Riveting and meticulously researched.

—Holly Nadler, Vineyard Gazette

Taylor was America's first professionally trained African American architect, yet Weiss's book is his first full-length biography. This is a contribution long overdue. Aimed primarily at an audience of architects, architecture lovers, and preservationists, Robert R. Taylor and Tuskegee carefully roots Taylor in his place and time. It also adds an important footnote to Wilmington [NC] history and to our understanding of the Jim Crow era.

—Ben Steelman, Star News

An engaging social history of the people as well as the buildings of the early 20th century in the South. The reader will gain an appreciation for both the challenges and the achievements of African American professionals through this compelling document, written in language easily accessible to the layperson.

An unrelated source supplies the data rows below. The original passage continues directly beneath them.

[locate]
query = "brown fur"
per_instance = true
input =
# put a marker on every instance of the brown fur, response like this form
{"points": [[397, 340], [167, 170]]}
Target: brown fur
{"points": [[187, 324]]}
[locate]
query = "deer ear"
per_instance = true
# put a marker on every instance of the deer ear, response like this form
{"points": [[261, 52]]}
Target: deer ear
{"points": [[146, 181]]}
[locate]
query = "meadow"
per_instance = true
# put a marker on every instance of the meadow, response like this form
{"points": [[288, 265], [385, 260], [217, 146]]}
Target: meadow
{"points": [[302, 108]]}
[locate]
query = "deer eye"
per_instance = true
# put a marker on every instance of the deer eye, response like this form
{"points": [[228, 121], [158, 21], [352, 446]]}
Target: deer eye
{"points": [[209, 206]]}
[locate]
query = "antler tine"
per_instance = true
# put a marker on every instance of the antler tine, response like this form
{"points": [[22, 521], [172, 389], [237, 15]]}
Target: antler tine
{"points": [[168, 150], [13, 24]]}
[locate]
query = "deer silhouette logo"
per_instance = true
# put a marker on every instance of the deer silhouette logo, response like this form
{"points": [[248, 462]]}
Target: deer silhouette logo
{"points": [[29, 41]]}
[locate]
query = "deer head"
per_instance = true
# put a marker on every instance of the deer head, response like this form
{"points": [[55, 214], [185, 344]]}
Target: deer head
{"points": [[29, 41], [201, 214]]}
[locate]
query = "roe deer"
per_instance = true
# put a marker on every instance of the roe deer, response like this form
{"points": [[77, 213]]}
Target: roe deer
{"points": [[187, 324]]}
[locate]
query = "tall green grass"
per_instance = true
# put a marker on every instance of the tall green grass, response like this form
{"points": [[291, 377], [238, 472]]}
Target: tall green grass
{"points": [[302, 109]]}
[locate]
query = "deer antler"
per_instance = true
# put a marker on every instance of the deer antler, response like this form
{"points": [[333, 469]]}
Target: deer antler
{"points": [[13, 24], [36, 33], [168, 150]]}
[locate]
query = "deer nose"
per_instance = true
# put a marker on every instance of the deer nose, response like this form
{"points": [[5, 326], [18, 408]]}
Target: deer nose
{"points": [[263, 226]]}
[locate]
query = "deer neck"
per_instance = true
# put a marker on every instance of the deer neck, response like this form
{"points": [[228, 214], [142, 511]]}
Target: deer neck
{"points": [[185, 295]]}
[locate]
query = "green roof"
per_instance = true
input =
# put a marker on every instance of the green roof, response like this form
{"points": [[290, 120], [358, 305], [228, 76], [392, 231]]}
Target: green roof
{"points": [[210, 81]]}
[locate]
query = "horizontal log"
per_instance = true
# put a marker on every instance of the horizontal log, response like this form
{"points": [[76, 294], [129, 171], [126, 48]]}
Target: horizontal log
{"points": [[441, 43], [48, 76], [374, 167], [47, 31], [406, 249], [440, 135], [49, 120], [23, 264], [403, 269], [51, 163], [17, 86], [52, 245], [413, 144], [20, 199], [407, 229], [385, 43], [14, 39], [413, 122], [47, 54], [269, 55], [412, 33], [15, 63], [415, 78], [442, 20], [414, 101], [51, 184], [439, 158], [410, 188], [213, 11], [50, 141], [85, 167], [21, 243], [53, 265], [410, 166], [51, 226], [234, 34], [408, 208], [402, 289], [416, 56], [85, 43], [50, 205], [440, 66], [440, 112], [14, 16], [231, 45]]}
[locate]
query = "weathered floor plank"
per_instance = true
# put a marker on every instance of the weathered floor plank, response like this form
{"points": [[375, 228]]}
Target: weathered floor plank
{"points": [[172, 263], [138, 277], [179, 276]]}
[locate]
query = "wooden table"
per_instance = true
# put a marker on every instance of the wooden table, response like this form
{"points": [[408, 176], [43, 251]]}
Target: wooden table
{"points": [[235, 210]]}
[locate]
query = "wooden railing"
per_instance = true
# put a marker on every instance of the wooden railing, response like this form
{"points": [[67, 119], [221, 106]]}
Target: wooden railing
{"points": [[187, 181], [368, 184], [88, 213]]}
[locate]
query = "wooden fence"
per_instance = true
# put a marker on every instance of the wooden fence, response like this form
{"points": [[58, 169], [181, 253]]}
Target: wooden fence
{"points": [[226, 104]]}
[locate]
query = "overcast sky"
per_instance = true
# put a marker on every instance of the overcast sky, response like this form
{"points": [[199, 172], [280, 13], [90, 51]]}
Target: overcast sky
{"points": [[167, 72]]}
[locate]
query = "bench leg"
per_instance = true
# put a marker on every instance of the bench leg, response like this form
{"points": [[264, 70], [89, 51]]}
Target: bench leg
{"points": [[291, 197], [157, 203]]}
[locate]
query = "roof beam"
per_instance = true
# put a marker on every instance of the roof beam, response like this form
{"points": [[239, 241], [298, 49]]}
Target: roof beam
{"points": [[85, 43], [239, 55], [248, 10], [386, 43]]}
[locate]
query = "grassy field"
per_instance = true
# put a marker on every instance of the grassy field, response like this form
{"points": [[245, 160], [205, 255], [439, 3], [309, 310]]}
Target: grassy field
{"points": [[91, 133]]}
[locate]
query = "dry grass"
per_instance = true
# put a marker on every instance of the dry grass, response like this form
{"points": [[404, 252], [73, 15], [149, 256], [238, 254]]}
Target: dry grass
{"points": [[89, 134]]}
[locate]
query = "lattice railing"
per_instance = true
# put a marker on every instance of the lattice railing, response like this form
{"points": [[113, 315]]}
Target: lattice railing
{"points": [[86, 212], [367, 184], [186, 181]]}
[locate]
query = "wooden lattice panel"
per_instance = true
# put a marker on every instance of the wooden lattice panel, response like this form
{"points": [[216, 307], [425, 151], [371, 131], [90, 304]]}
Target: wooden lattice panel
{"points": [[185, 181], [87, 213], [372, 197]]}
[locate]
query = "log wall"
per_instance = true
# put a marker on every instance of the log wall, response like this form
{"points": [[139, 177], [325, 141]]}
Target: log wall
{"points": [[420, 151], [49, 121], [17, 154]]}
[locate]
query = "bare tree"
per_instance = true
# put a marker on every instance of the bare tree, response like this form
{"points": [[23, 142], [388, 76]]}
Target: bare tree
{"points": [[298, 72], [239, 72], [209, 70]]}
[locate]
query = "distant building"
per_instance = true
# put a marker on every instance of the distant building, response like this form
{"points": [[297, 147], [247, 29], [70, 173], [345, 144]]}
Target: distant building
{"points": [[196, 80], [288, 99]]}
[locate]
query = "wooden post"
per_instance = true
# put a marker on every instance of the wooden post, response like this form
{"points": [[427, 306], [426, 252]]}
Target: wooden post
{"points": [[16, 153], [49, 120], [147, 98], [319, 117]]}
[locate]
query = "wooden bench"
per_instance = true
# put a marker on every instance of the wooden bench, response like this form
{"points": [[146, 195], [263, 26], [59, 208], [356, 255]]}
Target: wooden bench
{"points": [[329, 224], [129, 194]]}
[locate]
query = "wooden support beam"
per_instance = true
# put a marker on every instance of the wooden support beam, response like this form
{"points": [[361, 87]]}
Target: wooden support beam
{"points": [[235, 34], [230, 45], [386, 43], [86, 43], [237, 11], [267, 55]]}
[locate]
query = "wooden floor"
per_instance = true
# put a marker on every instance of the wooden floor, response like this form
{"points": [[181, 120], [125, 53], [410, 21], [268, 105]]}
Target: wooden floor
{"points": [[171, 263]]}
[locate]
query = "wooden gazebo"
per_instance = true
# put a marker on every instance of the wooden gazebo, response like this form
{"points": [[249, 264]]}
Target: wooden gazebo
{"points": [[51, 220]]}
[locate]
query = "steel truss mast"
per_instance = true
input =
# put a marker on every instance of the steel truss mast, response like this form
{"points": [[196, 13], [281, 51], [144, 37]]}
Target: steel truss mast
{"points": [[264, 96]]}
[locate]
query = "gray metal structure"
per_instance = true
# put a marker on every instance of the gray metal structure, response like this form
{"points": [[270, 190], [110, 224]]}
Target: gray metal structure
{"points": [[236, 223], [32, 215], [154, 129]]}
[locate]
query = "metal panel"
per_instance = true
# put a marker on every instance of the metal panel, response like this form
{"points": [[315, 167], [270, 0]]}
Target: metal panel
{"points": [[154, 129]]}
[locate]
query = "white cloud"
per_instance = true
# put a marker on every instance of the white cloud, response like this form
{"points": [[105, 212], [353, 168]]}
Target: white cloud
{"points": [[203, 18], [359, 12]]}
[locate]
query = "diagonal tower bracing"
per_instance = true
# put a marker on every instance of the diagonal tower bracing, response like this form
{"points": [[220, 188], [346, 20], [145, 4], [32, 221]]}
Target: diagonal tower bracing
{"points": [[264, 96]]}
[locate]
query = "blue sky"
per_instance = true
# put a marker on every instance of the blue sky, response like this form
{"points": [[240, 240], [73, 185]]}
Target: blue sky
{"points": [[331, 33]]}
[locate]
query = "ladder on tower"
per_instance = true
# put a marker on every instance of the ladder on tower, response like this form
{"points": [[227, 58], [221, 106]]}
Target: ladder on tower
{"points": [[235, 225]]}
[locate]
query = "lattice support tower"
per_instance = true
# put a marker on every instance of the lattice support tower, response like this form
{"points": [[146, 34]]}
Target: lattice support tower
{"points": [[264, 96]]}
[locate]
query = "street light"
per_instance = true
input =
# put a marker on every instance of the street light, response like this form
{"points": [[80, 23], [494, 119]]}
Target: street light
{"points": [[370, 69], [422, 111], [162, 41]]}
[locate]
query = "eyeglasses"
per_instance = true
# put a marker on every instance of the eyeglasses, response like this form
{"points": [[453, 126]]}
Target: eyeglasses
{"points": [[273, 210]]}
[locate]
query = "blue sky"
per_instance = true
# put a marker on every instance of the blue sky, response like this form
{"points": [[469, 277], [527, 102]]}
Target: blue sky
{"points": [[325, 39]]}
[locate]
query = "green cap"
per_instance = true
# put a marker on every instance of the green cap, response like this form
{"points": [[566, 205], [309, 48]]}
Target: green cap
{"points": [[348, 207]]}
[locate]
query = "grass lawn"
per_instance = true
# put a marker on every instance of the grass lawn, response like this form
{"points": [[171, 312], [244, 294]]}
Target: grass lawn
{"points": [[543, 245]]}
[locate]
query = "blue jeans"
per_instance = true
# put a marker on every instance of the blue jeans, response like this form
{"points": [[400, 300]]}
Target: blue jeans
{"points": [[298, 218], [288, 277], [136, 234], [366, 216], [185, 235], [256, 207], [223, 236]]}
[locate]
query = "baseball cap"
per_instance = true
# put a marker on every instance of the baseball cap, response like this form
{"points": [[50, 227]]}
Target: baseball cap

—Brooks Robards, Martha's Vineyard Times

Winner

Award of Excellence, Southeastern Society of Architectural Historians

About the Author/Editor

ELLEN WEISS is the author of North Kingstown, Rhode Island (Providence 1978) and City in the Woods: the Life and Design of an American Camp Meeting on Martha’s Vineyard (Oxford 1987 and Northeastern 1998). The latter investigates a unique American community form with architectural and planning inventions that spread across the country in subsequent examples. Her preoccupation with communities built to utopian impulses fuels her current work on Booker T. Washington’s Tuskegee Institute and its principal designer, Robert R. Taylor. Weiss studied at Oberlin College, the University of California at Berkeley, and the University of Illinois. She has taught architectural and planning history at several universities and is Professor Emerita at the Tulane University School of Architecture. She has served on the boards of the Society of Architectural Historians, the Vernacular Architecture Forum, and the Southeast Society of Architectural Historians.